Friday, 16 January 2009

Slow progress...but progress nonetheless!

I seem to be back in writing mode this week - no time-wasting synopsis-writing for me this week! I think it was valuable to work on the synopsis a little last week as it gave me the confidence to move forward with the story today, and I was able to sit down this morning and just start writing, knowing exactly where I was going. It's interesting: even though I sit in front of the computer in my home office to work on the book only once a week, I do spend a lot of time thinking about plot and character and dialogue and things I want to write the rest of the time, so when I start up, I'm off! I also left what I was writing midstream (sounds like a urine test!) so I can pick it up next week - and old trick I taught myself years ago. There is nothing harder than coming back to a project and having to start on a fresh movement or chapter from a standing start.

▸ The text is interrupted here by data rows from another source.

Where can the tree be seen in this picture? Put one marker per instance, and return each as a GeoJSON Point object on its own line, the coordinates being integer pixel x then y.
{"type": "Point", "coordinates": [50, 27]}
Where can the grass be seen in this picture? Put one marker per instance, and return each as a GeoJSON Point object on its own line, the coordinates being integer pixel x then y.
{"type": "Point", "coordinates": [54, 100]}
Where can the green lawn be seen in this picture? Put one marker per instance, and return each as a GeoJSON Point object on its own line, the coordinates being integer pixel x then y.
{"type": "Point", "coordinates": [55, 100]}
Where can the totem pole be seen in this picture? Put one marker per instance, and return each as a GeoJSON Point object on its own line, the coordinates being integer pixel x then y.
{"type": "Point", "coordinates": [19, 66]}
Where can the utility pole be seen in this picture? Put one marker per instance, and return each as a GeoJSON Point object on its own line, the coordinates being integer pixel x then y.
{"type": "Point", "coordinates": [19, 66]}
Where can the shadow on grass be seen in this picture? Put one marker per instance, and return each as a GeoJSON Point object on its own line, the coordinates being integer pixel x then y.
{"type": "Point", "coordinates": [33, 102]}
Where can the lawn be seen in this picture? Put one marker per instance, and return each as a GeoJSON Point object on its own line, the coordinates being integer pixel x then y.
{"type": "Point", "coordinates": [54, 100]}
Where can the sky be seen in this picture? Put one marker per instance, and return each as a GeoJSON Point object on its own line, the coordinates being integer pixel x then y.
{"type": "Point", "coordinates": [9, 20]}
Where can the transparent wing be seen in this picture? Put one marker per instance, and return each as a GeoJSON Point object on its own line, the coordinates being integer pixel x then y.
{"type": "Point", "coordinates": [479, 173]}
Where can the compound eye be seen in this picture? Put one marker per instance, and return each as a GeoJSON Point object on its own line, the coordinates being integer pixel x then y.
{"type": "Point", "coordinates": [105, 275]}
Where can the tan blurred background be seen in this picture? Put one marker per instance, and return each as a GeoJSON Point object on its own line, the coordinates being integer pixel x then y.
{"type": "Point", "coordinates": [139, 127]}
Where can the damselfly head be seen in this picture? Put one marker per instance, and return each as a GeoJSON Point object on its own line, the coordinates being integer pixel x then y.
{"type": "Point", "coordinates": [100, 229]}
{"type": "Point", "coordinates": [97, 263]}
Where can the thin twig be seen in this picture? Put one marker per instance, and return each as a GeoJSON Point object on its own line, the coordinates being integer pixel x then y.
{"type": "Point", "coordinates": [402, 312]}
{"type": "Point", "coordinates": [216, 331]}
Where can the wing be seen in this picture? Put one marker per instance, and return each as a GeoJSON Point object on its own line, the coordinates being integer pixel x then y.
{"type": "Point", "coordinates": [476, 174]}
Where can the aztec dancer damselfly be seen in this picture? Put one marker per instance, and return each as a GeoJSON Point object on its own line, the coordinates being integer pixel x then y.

Spent the afternoon doing writing for money (actual money, that is, not future potential income!), writing 1000 words for Bride and Groom magazine on choosing a wedding celebrant. Bread and butter, pays the bills!

My Massey study materials arrived this week too: I have enrolled for stage 2 Modern NZ Politics (a history paper, covering the period from the 1890s to today with lots of fascinating stuff about the rise of the Liberals, the war years and economic recession, the birth of the Labour party, Muldoonism etc) and a stage 3 paper on travel writing, which I hope will enhance both my enjoyment of the genre and my output!

Overall I feel positive about the year ahead (writing-wise); I get frustrated when I write for hours on end and only produce something which I can read in five minutes or less, but I have to keep part of my eye on the big picture.

Recent reading
I am nearly at the end of Lady Chatterley's Lover, which I am sure is going to end in tears. I kind of want it to be over so I can get on with the pile of books I got from the library yesterday, including Helen Forrester's Twopence to Cross the Mersey, which I must have read at least two times before, if not more. It is a compusively readable account of a young girl's life in the depths of the Depression in Liverpool, which I loved as a teenager and interests me now due to my growing interest in early twentieth century history.